You are viewing a plain text version of this content. The canonical link for it is here.
Posted to issues@spark.apache.org by "Hyukjin Kwon (JIRA)" <ji...@apache.org> on 2017/03/26 13:59:41 UTC
[jira] [Resolved] (SPARK-13169) CROSS JOIN slow or fails on tiny
table
[ https://issues.apache.org/jira/browse/SPARK-13169?page=com.atlassian.jira.plugin.system.issuetabpanels:all-tabpanel ]
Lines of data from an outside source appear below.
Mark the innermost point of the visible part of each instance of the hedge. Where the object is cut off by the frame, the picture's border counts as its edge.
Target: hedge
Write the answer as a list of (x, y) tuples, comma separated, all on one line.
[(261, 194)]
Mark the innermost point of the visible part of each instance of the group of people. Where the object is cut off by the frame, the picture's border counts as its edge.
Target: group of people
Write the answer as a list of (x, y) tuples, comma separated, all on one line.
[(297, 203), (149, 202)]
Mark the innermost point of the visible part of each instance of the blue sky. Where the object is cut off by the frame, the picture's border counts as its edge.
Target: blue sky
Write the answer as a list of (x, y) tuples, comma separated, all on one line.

Hyukjin Kwon resolved SPARK-13169.
----------------------------------
Resolution: Cannot Reproduce
I am resolving this. I can't reproduce this against the current master as below:
{code}
val sql = """
SELECT `gwtlyrpywf`.`gear`,`gwtlyrpywf`.`cyl`,`vs` FROM (
SELECT DISTINCT * FROM (
SELECT `gear` AS `gear`, `cyl` AS `cyl`FROM `mtcars`)
AS `zzz1`)
AS `gwtlyrpywf`
CROSS JOIN (
SELECT DISTINCT * FROM (
SELECT `vs` AS `vs` FROM `mtcars`)
AS `zzz3`)
AS `arytvfispy`
"""
spark.read.option("header", true).option("inferSchema", true).csv("mtcars.csv").createOrReplaceTempView("mtcars")
spark.sql(sql).show()
{code}
{code}
+----+---+---+
|gear|cyl| vs|
+----+---+---+
| 5| 6| 1|
| 5| 6| 0|
| 5| 4| 1|
| 5| 4| 0|
| 4| 6| 1|
| 4| 6| 0|
| 3| 6| 1|
| 3| 6| 0|
| 5| 8| 1|
| 5| 8| 0|
| 3| 8| 1|
| 3| 8| 0|
| 3| 4| 1|
| 3| 4| 0|
| 4| 4| 1|
| 4| 4| 0|
+----+---+---+
{code}
This seems fixed in the master. It would be great if someone identifies the JIRA and backports this if applicable.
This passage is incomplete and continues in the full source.